A RL1, uma cooperativa blockchain de propriedade de seus membros, iniciou suas operações esta semana com o apoio de 10 instituições financeiras europeias, incluindo ABN AMRO, DekaBank e Natixis CIB. O lançamento marca um avanço em direção a uma infraestrutura blockchain regulamentada na Europa, alinhada com as regras em evolução para criptoativos na região.
O que é a RL1 e como funciona
A RL1 é estruturada como uma cooperativa, onde os membros têm governança compartilhada. Diferente de blockchains públicas como Bitcoin ou Ethereum, a RL1 é uma rede permissionada, projetada para uso institucional — incluindo liquidação de transações, ativos tokenizados e pagamentos transfronteiriços. O modelo cooperativo visa manter o controle nas mãos dos usuários, evitando a centralização em uma única empresa ou fundação.
Os apoiadores e a aposta
Os 10 bancos fundadores incluem nomes de peso no setor bancário europeu, como ABN AMRO, DekaBank e Natixis CIB. Outros membros não foram divulgados, mas a cooperativa espera expandir o grupo em breve. Cada instituição contribuiu com capital e recursos técnicos para o lançamento da RL1. A aposta é que os bancos prefiram uma rede compartilhada e regulamentada em vez de construir suas próprias blockchains privadas ou depender de redes públicas.
Alinhamento regulatório
O lançamento da RL1 ocorre em um momento em que a Europa está definindo regras mais claras para ativos digitais, como o regulamento MiCA. A cooperativa afirma que seu design está alinhado com as exigências regulatórias da UE, incluindo custody, finalidade de liquidação e combate à lavagem de dinheiro. Isso é um diferencial para bancos que têm sido cautelosos com blockchain devido a incertezas legais. Ao construir uma rede que se encaixa na regulação financeira existente, a RL1 espera evitar as dores de cabeça de compliance que afetaram outros projetos cripto.

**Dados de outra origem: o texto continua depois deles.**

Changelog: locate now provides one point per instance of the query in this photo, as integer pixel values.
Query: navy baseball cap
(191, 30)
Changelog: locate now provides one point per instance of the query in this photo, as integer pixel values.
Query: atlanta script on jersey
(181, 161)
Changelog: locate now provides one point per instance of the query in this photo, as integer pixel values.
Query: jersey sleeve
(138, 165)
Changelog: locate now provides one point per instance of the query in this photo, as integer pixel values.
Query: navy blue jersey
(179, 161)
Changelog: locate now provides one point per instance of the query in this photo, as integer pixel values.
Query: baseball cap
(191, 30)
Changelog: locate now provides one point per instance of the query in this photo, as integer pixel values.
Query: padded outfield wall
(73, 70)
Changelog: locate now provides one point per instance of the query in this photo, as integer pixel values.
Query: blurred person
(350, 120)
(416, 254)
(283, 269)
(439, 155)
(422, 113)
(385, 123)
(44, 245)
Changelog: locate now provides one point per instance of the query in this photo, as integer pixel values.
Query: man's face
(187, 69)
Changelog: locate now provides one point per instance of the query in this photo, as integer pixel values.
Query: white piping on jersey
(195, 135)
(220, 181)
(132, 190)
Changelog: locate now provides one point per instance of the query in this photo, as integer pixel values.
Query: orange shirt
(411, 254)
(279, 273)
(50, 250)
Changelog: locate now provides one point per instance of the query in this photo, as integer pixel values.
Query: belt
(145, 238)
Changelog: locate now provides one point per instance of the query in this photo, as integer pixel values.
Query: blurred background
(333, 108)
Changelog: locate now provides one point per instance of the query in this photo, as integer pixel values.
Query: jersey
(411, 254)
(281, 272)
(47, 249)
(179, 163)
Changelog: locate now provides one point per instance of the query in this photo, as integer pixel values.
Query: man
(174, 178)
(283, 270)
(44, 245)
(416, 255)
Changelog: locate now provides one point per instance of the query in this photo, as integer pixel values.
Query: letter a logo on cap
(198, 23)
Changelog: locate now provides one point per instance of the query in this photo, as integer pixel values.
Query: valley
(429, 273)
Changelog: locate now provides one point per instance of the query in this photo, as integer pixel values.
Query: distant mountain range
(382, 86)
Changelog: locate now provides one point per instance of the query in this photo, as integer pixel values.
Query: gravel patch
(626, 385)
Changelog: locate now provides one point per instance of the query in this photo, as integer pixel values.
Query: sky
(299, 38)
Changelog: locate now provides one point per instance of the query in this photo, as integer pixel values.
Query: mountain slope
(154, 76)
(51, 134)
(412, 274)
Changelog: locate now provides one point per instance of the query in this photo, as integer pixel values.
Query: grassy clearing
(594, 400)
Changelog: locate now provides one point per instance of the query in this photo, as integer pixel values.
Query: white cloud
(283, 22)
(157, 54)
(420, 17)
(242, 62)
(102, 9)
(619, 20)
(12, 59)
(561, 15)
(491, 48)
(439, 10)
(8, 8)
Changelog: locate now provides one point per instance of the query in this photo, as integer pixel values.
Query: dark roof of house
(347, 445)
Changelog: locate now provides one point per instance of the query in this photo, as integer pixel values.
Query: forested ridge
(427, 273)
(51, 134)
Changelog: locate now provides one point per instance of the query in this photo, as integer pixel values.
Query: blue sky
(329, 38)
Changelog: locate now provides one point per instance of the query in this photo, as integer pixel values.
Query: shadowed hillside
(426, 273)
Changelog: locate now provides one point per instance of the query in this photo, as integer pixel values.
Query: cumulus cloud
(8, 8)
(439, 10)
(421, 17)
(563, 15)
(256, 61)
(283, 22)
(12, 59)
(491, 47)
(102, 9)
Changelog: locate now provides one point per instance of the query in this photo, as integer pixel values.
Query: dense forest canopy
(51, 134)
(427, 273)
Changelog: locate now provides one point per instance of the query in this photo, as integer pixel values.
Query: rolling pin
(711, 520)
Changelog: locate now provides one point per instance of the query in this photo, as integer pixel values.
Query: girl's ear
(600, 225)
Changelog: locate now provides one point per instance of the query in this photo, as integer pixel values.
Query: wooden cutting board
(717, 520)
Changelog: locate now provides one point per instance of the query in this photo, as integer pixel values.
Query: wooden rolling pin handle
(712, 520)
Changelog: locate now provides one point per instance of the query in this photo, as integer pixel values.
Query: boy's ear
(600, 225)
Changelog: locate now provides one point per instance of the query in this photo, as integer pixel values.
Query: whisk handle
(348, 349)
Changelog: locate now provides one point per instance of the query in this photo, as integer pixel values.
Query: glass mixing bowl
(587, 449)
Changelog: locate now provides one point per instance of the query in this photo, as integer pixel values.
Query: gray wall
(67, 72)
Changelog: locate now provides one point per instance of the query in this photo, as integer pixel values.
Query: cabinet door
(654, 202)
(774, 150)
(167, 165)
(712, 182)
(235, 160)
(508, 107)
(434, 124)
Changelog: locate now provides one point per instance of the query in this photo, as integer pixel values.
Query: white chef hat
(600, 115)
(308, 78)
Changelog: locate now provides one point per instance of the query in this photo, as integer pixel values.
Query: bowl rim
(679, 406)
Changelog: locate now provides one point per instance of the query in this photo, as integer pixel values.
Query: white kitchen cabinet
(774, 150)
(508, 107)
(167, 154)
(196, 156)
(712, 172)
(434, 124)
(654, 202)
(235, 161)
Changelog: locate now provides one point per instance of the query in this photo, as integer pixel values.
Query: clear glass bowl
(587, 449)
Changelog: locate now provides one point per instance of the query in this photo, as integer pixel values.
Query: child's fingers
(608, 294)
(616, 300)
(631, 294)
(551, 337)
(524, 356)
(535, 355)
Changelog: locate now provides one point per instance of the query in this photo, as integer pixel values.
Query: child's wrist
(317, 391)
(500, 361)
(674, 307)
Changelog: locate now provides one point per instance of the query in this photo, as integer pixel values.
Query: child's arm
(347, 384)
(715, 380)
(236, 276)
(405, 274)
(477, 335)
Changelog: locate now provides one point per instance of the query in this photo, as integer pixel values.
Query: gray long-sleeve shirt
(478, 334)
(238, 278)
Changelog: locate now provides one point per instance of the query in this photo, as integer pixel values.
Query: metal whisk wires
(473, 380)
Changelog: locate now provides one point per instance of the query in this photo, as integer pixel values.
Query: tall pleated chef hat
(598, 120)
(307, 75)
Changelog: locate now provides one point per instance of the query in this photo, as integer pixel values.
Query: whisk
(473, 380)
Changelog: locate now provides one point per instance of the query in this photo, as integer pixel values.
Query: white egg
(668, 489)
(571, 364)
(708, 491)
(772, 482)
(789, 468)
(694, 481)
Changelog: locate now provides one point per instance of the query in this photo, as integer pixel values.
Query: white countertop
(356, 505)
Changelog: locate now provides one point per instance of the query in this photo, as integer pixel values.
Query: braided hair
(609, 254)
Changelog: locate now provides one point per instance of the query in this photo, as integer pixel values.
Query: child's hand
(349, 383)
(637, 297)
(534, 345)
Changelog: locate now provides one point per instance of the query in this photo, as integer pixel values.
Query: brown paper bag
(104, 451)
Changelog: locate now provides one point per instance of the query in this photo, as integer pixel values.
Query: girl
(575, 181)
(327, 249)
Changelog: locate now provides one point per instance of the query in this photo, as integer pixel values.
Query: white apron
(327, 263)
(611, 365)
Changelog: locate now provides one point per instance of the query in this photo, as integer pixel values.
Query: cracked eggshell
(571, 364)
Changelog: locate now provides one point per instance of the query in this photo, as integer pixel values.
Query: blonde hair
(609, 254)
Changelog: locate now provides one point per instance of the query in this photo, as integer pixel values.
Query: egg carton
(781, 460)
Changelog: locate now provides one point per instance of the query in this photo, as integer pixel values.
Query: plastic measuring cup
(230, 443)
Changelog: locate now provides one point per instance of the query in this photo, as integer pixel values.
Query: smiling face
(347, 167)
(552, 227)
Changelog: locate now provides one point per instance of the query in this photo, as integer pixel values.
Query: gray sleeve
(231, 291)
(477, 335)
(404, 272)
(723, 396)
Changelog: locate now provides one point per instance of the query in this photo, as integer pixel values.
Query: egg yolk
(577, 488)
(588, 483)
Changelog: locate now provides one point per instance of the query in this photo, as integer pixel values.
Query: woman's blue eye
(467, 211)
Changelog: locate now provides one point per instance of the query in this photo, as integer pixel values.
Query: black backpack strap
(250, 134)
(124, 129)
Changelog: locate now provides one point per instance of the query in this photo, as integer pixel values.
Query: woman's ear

A RL1 já está operacional e aceitando novos membros de instituições financeiras regulamentadas em toda a Europa. A cooperativa planeja lançar seus primeiros casos de uso — títulos tokenizados e fundos do mercado monetário — até o final do ano. Se ganhar tração, a RL1 pode se tornar um modelo de como as finanças tradicionais adotam blockchain sem sair dos trilhos regulatórios.